Results and discussion
Screening and isolation of fungal cultures
Forty-one fungal strains from the different soil samples were isolated and 19 were observed to be positive for the presence of laccase/phenol oxidase activity when 0.01 % (w/v) of different chromogenic indicators, like ortho-dianisidine, guaiacol, and ABTS, were incorporated into the cultivation medium (Table 1). Out of these 41 isolates, 19 showed a brown-colored zone for ortho-dianisidine and guaiacol while bluish purple-colored zone for ABTS surrounding the growth on Sabourauds dextrose agar plate. Depending upon the intensity of the color produced and the time required for the appearance of the color due to the oxidation of chromogens, fungal strains are classified as poor producer, moderate producer, good producer, and excellent producer of laccase/phenol oxidase. Among the three different chromogenic substrates tested, ABTS was found to be very sensitive, which allowed rapid screening of fungal strains producing extracellular ABTS oxidizing enzymes by means of color reaction. The isolate designated as LD-3 showing 21.55 ± 0.81 U/ml of laccase activity was found to be the best amongst the 41 isolates tested. Identification of LD-3 on the basis of morphological characteristics, like colony texture (abundant floccose and abundant powdery), colony color (beige to brownish black), pigmentation (brown to dark brown), and slow growth patterns, indicated the similarity of LD-3 with the Fusarium semitectum morphotype II. Microscopic observations like length and width of macroconidia, conidial septation, and the presence of chlamydospores and sporodochia also supported the similarity with F. semitectum morphotype II. However, when the molecular identification of LD-3 was further corroborated with studies on its 18 S rRNA, ITS 1, 5.8 S rRNA, ITS 2 and partial 28 S rRNA gene sequencing carried out by Bangalore GeNei, India, the isolate was identified as a Fusarium incarnatum LD-3 from the Fusarium incarnatum–equiseti species complex (Genbank Accession no EU426883). The boot-strapped unrooted tree was structured by the neighbor-joining method from the distance data generated by multiple alignment of the nucleotide sequence (Fig. 1).

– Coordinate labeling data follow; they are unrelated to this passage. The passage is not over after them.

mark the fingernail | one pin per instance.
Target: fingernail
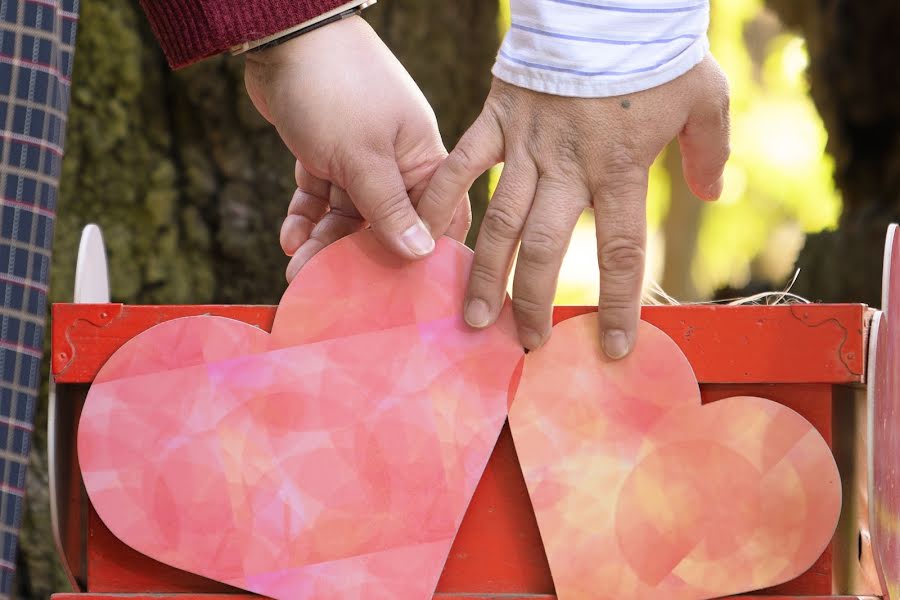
(615, 344)
(418, 240)
(530, 338)
(478, 313)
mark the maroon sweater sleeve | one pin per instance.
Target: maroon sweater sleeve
(190, 30)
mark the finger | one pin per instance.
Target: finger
(704, 144)
(462, 221)
(497, 240)
(378, 192)
(620, 215)
(304, 212)
(480, 148)
(545, 240)
(340, 221)
(309, 183)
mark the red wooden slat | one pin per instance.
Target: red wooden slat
(498, 548)
(726, 344)
(436, 597)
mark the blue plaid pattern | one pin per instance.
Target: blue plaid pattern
(37, 40)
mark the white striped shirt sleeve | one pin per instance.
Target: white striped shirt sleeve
(597, 48)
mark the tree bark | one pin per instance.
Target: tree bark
(855, 84)
(190, 184)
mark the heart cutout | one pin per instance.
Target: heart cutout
(334, 458)
(641, 492)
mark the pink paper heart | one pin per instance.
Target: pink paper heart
(334, 458)
(641, 492)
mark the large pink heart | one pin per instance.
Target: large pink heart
(640, 492)
(334, 458)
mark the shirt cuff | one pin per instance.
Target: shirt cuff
(191, 30)
(601, 49)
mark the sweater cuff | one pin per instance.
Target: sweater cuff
(191, 30)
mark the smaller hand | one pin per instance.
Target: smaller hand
(563, 155)
(321, 213)
(365, 138)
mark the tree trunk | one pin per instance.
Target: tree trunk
(190, 185)
(855, 83)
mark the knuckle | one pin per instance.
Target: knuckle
(622, 259)
(541, 249)
(528, 310)
(502, 223)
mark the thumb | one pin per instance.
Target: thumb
(480, 148)
(704, 144)
(379, 194)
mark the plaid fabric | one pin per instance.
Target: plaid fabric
(36, 46)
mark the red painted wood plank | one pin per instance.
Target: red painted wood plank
(498, 548)
(436, 597)
(819, 343)
(813, 402)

Phylogenetic relationship of our isolate with Fusarium genera of the family Ascomycete based on 18 S rRNA, 5.8 S rRNA, and partial 28 S rRNA gene sequencing. The accession numbers for the sequences are given in parentheses. The bootstrapped unrooted tree was constructed by the neighbour-joining method from the distance data generated by multiple alignments of nucleotide sequences. The bootstrap values for major groupings of the members included in the analysis are shown on the main branches
There are few reports on the production of laccase from Fusarium sp. and litter-dwelling fungi. A comparative study on the extracellular lignolytic enzyme activity of five strains of Fusarium solani under carbon-limited medium revealed a differential production of aryl alcohol oxidase and laccase, i.e. 57 and 8.6 mU/ml, respectively (Saparrat et al. 2000). Laccase, aryl oxidase, and superoxide radicals were also detected in lignolytic cultures of Fusarium proliferatum during secondary metabolism (Rogalado et al. 1999). These reports are in agreement with our findings that Fusarium sp. possesses lignolytic activities; however, this is the first report of laccase production from Fusarium incarnatum LD-3.

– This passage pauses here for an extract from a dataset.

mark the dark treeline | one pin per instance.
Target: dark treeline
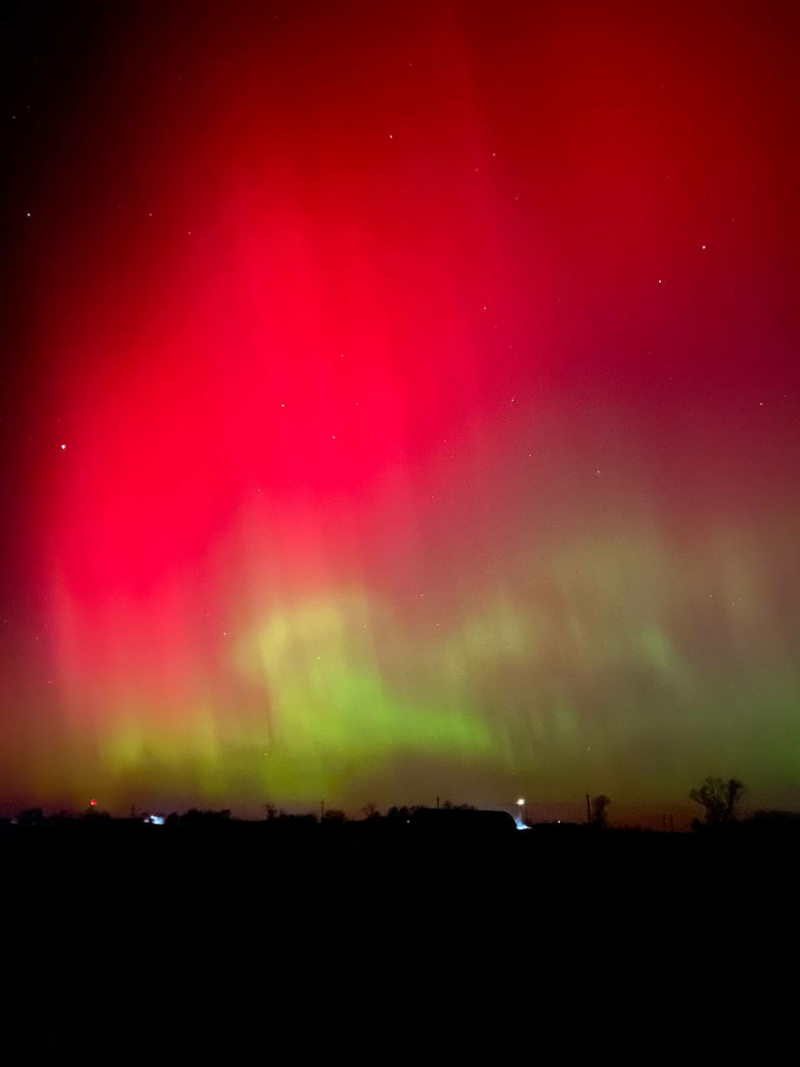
(719, 800)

Effect of different lignocellulosic substrates
Selection of an appropriate substrate is a key factor in solid substrate fermentation which determines the success of the process. In recent years, there has been an increasing trend towards the utilization of organic waste, such as residues from the agricultural forestry and agro-based industries as raw materials to produce value-added products by the SSF technique. The most important characteristics that influence adhesive behavior of filamentous fungi to the support are hydrophobicity and surface charge. The higher hydrophobicity cause the attachment of the fungus to the carrier easily and also together with its high content in carbohydrates (Osma et al. 2007). Different lignocellulosic substrates like wheat straw, wheat bran. rice bran, sugarcane bagasse, and sawdust were screened for laccase production. The F. incarnatum LD-3 showed maximum production of laccase on the 8th day of fermentation with all different substrates used. All the five agro-industrial residues tested except sawdust supported good growth and laccase production. The growth of the organism is observed after 2–3 days of incubation, and complete colonization of fungus was observed within 8 days of incubation. Among the various substrates tested, rice bran was found to be the best substrate as it supported maximum laccase production, i.e. 1,352.64 U/g of dry substrate (Fig. 2a) with 21.88 g/l of biomass (Fig. 2b). This may be related to its composition, mainly the presence of high concentration of sugars and easy availability of polysaccharides like starch, which promote abundant growth and the presence of phenolic compounds like ferulic acid and vanillic acid reported to be inducers for laccase production (Bollag and Leonowicz 1984; Munoz et al. 1997). Vares et al. (1995) also reported higher production of laccase with Phlebia radiata under SSF using wheat straw as a substrate. Kapoor et al. (2009) reported maximum laccase production with Lentinus edodes from peanut meal-supplemented wheat straw amongst the five different organic supplements tested. Improved laccase production of 9,100 mU/mg at 13 days was observed from Fusarium proliferatum when starch-free wheat bran was used as a substrate (Hernández Fernaud et al. 2006). The present study proved the utility of rice bran as an inexpensive and easily available raw material for laccase production.
a Effect of different lignocellulosic wastes on laccase production. b Effect of different lignocellulosic wastes on the biomass of F. incarnatum LD-3
Effect of pH and temperature
pH and temperature are important parameters that determine the growth rate of fungi and significantly affect the level of laccase produced. The production of the enzyme strongly depends upon the initial pH of the culture medium as it may influence many enzymatic processes and transport of nutrients across the cytoplasmic membrane. The influence of pH was studied on the production of laccase by adjusting the initial medium pH of the Asther medium between 3.0 and 8.0 (Fig. 3). An exponential increase in the production of laccase was observed from pH 3.0 to 5.0 with a maximum production of 471.02 U/g at pH 5.0. Any further increase in the pH from 6.0 to 8.0 reduced the enzyme production. This may be attributed to unfavorable pH, which may limit the growth and production by reducing the accessibility of the substrate, and the change in the pH may also alter the 3D structure of the enzyme (Shulter and Kargi. 2000).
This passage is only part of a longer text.